Some students spend the summertime going to educational camps and attending all sorts of stimulating activities. Not everyone has these advantages. Studies show the gap between these group continues to widen each year. Schools are imagining programming during these breaks that could be enrichment for some and catch up or honing skills for others. Some teachers may want to work the extra time and others may want the time off.
NTPS School Board President Gretchen Maliska said her three older children attended a school with a balanced calendar. “It was really successful,” says Gretchen, whose kids participated in sports and extracurricular school activities. She recalls it took time for people to understand how all the scheduling worked, but were pleased with the ways it worked out. “Once we did it, it was such a benefit,” she says. “I am a board member. I listen to the feedback of community and committee,” she stresses.
Richard Thomas, a senior at River Ridge High School, was invited by his principal to participate on the committee. Richard is committed to listening to all sides and opinions. As the son in a military family, Richard has moved almost every 18 months for his whole life. He remains open to the positive outcomes of change. “I’m think the pros outweigh the cons by far, in terms of what we are learning on the committee,” Richard said. “The wrinkles in terms of things like child care and athletic transportations, those can be figured out. The payoff will be in avoiding burnout for many students and preventing regression and learning loss in the summer.”
Of course, there are operational challenges for a district to transition to a balanced calendar. “Summer is been a big construction and project time when no one is around. Schools refresh technology and clean carpets. Not all buildings have air conditioning. There are lots of questions about how the changes, if they occur, will roll out. It’s complicated, as many things are.”
The current school calendar is based on an agrarian society where children needed the summer off to plant crops and work on the family farm.
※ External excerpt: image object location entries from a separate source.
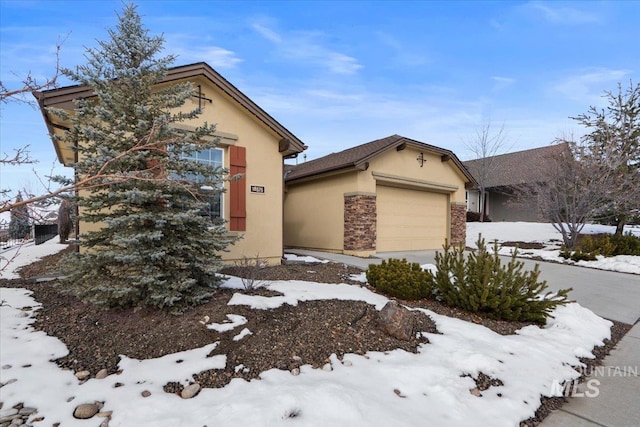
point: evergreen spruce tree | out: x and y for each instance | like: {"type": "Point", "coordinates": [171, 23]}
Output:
{"type": "Point", "coordinates": [19, 226]}
{"type": "Point", "coordinates": [152, 245]}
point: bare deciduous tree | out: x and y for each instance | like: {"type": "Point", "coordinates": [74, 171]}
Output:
{"type": "Point", "coordinates": [30, 83]}
{"type": "Point", "coordinates": [614, 138]}
{"type": "Point", "coordinates": [484, 146]}
{"type": "Point", "coordinates": [573, 187]}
That does not mean it has to be change for the sake of change, but it does merit taking a new look. “I grew up on a farm in Eastern Washington,” remembers Monty. He worked on the family farm in the summer. “An eight-week summer break is still a good amount of time,” he notes.
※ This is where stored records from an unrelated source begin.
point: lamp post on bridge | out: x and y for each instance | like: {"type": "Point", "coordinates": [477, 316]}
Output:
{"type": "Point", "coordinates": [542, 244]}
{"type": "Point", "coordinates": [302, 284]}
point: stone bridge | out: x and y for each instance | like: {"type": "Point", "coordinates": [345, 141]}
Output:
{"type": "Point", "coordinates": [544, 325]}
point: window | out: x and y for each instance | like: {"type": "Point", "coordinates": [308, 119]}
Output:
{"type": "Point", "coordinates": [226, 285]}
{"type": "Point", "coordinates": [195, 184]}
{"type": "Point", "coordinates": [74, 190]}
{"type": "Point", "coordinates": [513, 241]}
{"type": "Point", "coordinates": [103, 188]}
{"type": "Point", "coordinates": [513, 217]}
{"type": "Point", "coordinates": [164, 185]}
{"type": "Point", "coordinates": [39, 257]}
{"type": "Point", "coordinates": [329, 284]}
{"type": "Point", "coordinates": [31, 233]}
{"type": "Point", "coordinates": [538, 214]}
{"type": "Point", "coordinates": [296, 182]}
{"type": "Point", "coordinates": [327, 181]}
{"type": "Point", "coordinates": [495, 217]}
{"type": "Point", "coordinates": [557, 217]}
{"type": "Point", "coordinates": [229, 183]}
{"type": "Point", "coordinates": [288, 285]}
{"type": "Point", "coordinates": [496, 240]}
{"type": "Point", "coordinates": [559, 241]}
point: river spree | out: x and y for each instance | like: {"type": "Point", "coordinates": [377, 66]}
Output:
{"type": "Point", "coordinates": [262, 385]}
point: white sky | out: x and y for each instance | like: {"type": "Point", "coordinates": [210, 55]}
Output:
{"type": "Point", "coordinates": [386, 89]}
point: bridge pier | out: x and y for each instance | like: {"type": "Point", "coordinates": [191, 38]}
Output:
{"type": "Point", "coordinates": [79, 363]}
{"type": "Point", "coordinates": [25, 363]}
The committee is seeking as many perspectives as possible and gathering as much information as possible. You can read more about the balanced calendar, meetings notes and upcoming sessions at the NTSD website.
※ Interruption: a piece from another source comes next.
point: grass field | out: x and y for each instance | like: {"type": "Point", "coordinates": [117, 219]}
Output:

Three Community Meetings are already scheduled for January 19 and 26, and February 2. Locations TBA, time is 6 p.m. Polling and surveys will also be used to collection information from the public. You can check out the large, diverse group of people on the committee. You probably know one of them and can talk to them directly.
A balanced life reduces stress and burn out for students, parents, and teachers. A balance calendar may be part of the solution.